Citron looked around the large office. “You seem to be prospering.”

“They pay me one hundred and twenty-five a year, if you’re curious. That young man I sent to fetch you?”

“He’s sweet.”

“He’s also the most junior on our editorial staff. I pay him sixty a year, mostly for his absolutely devastating sources.”

“I can imagine.”

She rose, walked around the desk, leaned against it, and stared down at her son. “I’ll pay you fifty thousand for your story, your by-line.”

“It’s not worth that.”

“We’d fancy it up a little.”

Citron smiled and shook his head.

“I could come up with another five thousand. That’s tops.”

“Sorry.”

She moved back around her desk and sat down. “We’ve already spent a fortune on it, Morgan. It has some interesting angles. For instance, we managed to get someone into the prison about three months ago. A warder there in the section d’etranger was about to retire on a ridiculously low pension. He sold us a fascinating rumor — all about how the Emperor-President had fed foreign prisoners on human parts.”
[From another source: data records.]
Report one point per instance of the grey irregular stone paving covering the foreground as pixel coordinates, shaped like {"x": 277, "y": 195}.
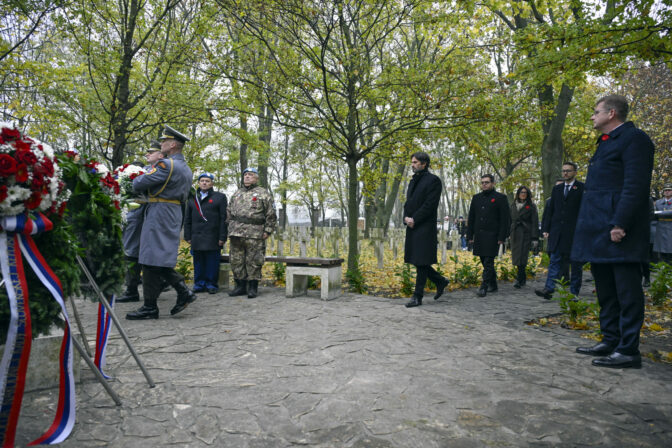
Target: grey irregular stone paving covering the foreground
{"x": 361, "y": 371}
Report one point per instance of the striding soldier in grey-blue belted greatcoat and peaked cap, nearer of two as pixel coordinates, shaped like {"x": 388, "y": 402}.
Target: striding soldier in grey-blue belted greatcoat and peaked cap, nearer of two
{"x": 167, "y": 188}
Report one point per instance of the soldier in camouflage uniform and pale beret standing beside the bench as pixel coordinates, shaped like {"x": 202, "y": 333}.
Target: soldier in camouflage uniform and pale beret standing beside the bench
{"x": 251, "y": 218}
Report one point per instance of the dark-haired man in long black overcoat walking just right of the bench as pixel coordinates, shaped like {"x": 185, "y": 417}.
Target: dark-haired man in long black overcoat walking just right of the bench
{"x": 420, "y": 215}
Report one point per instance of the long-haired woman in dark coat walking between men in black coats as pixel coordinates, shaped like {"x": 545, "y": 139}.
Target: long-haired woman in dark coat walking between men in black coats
{"x": 524, "y": 230}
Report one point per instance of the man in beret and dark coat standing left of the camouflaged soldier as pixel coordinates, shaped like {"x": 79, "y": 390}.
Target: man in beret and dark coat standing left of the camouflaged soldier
{"x": 205, "y": 228}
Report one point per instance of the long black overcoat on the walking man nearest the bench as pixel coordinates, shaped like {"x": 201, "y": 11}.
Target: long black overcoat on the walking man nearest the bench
{"x": 422, "y": 202}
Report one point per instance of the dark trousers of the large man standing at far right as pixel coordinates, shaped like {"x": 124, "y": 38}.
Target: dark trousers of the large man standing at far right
{"x": 621, "y": 298}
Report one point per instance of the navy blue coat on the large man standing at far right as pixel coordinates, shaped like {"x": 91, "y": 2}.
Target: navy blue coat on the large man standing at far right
{"x": 616, "y": 194}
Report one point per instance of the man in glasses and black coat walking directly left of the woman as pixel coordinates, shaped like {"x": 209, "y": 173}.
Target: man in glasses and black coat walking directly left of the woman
{"x": 488, "y": 226}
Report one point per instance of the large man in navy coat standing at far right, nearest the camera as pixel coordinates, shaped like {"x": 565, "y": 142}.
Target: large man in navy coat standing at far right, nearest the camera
{"x": 612, "y": 232}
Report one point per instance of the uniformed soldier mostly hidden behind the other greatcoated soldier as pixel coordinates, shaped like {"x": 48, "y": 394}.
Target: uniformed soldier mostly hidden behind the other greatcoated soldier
{"x": 132, "y": 230}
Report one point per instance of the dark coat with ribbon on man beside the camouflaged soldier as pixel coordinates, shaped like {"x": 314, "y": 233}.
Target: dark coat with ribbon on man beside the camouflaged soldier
{"x": 205, "y": 235}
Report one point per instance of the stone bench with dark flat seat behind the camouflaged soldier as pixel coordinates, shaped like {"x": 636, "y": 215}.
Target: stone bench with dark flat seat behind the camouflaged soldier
{"x": 297, "y": 271}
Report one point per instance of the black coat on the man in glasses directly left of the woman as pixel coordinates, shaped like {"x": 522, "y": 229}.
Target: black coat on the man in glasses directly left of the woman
{"x": 488, "y": 223}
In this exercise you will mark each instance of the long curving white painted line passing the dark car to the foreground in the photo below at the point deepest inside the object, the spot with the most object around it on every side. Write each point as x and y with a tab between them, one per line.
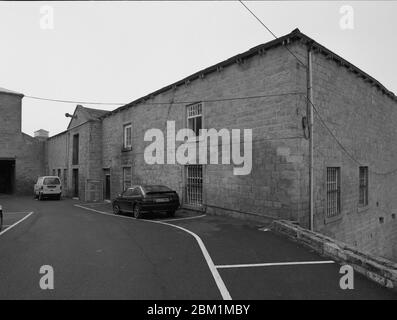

“I’m speechless,” Citron said.

“No you’re not. Confirm it and I can up the offer to seventy-five thousand.”

“For ‘My Son, the Cannibal,’ n’est-ce pas?”

When she didn’t reply, Citron rose, went around the desk, leaned down, and kissed her lightly on the cheek. “Gladys, you really never should’ve left the spooks.”

She stared up at him. The stare was cold now. “They paid for your rather expensive education.”

“And I’ll always be grateful.”

He turned and moved to the door, but stopped when she called to him.

“Morgan.”

He didn’t turn back. He merely waited with his hand on the doorknob.

“We’ve got too much invested not to run with it.”

“You could kill it.” When she didn’t reply, he said, “Well, good-bye, Gladys,” and then frowned as if trying to remember something else he had forgotten to say. “Oh, yes,” he said finally, “and thanks for the watch.”

Citron left the offices of The American Investigator and rode the elevator down to the ground floor. He didn’t bother to give Dale Winder a shout. Instead, he walked a couple of blocks, went down into Harry’s Bar, and ordered a bottle of Beck’s.